The woman shrugged. ‘Probably a banker,’ she said. ‘Those bastards, they run the economy into the ground and then us taxpayers pay to bail them out.’ She jerked a thumb at Wainwright’s jet. ‘He’s not a banker, is he?’

Nightingale shook his head. ‘Nah, I don’t think so.’ He smiled at her and went outside. The lights were on in the cockpit of the Gulfstream and Nightingale saw two pilots deep in conversation. There was a set of steps leading up to the open hatch and Nightingale climbed them slowly. As he got to the top, a blonde stewardess with waist-length shampoo-commercial hair appeared. She was wearing a stylish grey suit and blood-red high-heeled shoes.

‘Mr Nightingale?’ she said.

‘That’s me,’ said Nightingale.

She showed him into the cabin. Joshua Wainwright took a foot-long Cuban cigar from his mouth and grinned when he saw Nightingale.

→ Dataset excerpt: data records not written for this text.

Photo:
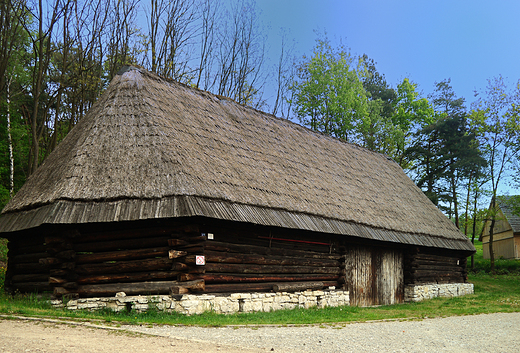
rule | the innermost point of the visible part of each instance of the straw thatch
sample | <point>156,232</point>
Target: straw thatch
<point>153,148</point>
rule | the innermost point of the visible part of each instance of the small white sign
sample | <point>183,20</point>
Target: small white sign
<point>200,260</point>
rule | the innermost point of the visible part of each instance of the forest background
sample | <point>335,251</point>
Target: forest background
<point>58,56</point>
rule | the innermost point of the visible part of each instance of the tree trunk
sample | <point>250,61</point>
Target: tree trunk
<point>10,140</point>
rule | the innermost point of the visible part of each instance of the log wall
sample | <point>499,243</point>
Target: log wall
<point>422,267</point>
<point>25,270</point>
<point>374,276</point>
<point>249,259</point>
<point>92,261</point>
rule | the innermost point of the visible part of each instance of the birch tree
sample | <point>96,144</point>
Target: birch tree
<point>496,120</point>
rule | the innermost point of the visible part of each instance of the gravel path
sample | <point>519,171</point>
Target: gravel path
<point>478,333</point>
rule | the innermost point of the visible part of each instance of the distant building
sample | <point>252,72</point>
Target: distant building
<point>506,233</point>
<point>163,186</point>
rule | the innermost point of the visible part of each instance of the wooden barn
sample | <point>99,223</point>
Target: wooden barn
<point>506,232</point>
<point>162,187</point>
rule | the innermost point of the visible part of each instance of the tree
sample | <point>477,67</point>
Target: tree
<point>284,75</point>
<point>240,57</point>
<point>328,95</point>
<point>171,30</point>
<point>411,112</point>
<point>379,132</point>
<point>496,120</point>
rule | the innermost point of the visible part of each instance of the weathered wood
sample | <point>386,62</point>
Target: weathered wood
<point>262,250</point>
<point>193,286</point>
<point>66,255</point>
<point>179,266</point>
<point>68,266</point>
<point>26,258</point>
<point>110,289</point>
<point>297,286</point>
<point>177,242</point>
<point>452,268</point>
<point>55,239</point>
<point>253,268</point>
<point>139,243</point>
<point>428,257</point>
<point>36,277</point>
<point>63,273</point>
<point>243,278</point>
<point>125,234</point>
<point>122,255</point>
<point>54,249</point>
<point>32,287</point>
<point>27,268</point>
<point>247,287</point>
<point>70,285</point>
<point>50,261</point>
<point>125,266</point>
<point>184,277</point>
<point>236,258</point>
<point>57,280</point>
<point>128,277</point>
<point>173,254</point>
<point>15,250</point>
<point>192,248</point>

‘Jack, how the hell are you?’ he asked in his mid-Western drawl. He had a New York Yankees baseball cap on his head and a thick gold chain around his neck from which dangled a fist-sized letter J that looked as if it was solid gold. Wainwright swung his feet off a white leather footstool, stood up and shook hands with Nightingale. He was a couple of inches shorter than Nightingale with skin as black as strong coffee and the muscular upper arms of a man who either lifted a lot of weights or injected steroids. From the strength of Wainwright’s grip, Nightingale figured it was the former.

‘All good,’ said Nightingale.

Behind Wainwright was another model-pretty flight attendant in a grey suit, this one a brunette with razor-sharp cheekbones and piercing blue eyes. She smiled at Nightingale as if he was judging a beauty pageant and she was a front-runner.

‘Drink, Jack?’ asked Wainwright.

‘I’m driving,’ said Nightingale.

Wainwright waved him to one of the leather seats. He sat down and flicked cigar ash into a massive crystal ashtray. His face was smooth and unlined and Nightingale would have been hard pushed to put his age at more than twenty-five. ‘Just the one?’